Lo que ocurrirá ya emite sus señales. Las librerías grandes, que iban a exterminar a  las pequeñas, son las primeras en cerrar porque reabrirán convertidas en otros monstruos donde la palabra librero nunca fue importante. Las librerías reducidas, independientes, que siempre fueron asunto elitista, continuarán siéndolo y con mayores aires de anticuario. El círculo se estrecha y la relación entre los “enfermitos de literatura” será mayor. En la medida en  que persista la idea de librería como sitio de reunión, como segundo hogar, como oficina auxiliar, tal y como eran los cafés de principios de siglo veinte en Occidente, creo que todavía tienen larga vida por delante.

Las llamadas “nuevas tecnologías” siempre se decantan en la comercialización por un nuevo soporte, así el viejo cumpla con los requerimientos. Es un problema “de formato”. Lo que dudo que exista dentro de cincuenta años son los e-books en la forma en  que se conocen ahora y su manera de transportar el texto. Igual que hemos tenido que desechar beta, VHS y próximamente haremos lo mismo con el  DVD, lo mismo sucederá con los entusiastas de estos e-books. Y si ahora las nubes o banco de datos parecen asunto de toda la vida tal vez mañana las reglas del juego cambien y al cabo de unas décadas los herederos deban recomenzar la biblioteca.

Me alegra que el e-book levante tanto entusiasmo. Me molesta que administren santos oleos por anticipado o que quieran que nos montemos en un autobús que no ha llegado todavía, sobre todo en un país donde no se consigue la leche y donde existe algo que se llama “control cambiario” y limita seriamente la circulación de bienes.

Cuando me preguntaron, hace más de una docena de años, acerca de la muerte inminente de las librerías tradicionales por la llegada de Amazon,  el desarrollo de librerías en cadena y la distribución indiscriminada de libros por parte de algunas distribuidoras, que los colocaron en farmacias, supermercados y hasta peluquerías,  opiné que había espacio para todos y el tiempo casi que me ha dado la razón, aunque los que están boqueando ahora son los recién llegados de entonces. Los descendientes de los vendedores ambulantes de papiros de la Grecia Antigua, mal que bien, sobrevivimos.

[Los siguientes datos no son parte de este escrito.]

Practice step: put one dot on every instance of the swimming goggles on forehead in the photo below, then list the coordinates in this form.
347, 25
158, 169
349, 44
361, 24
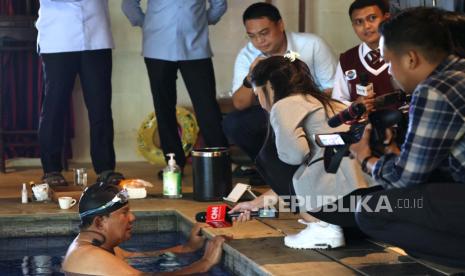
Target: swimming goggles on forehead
121, 198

Bienvenida la literatura electrónica porque atraerá más lectores,  nos evitará dolores de columna, nos ahorrará espacio y tendrá un costo menor. Las librerías sin libreros tienen las horas contadas. Pero siempre existirán  anormales que quieran sentir un peso, medidas y, sobre todo, una noción de objeto distinto en cada título y  los que exijan formatos, colores, texturas, detalles e imperfecciones en una presentación variada, sin tener que buscar herramientas, programas o teclas para eso.

Supongo que el entusiasta enterrador de nostalgias, el escritor Jorge Volpi, ya estará imaginando con deleite cómo sus libros pasarán a ser juegos interactivos o se verán “enriquecidos” por lectores que pondrán o quitarán situaciones y personajes, o con las imágenes que disponga la  productora editorial, que podría ser la misma Sony. Tal vez alguna marca de tequila quiera financiar parte de la edición y Volpi acceda, a través de su agente electrónico a que su creación vaya encabezada por una publicidad, a cambio del dinero que dejará de recibir por las descargas piratas. Los lectores que no quieran publicidad de por medio pagarán otra tarifa.

Yo, mientras tanto, me reuniré con los desechables que siguen percibiendo la literatura como un diálogo entre dos creadores: el autor y el que ejerce la lectura,  que también necesita vivir a través de otras vidas y posibilidades; el que enriquece y hace uso del texto por su cuenta y permite que otros lo hagan  pero sin el ruido de fondo ni las interrupciones de los ceremoniales técnicos.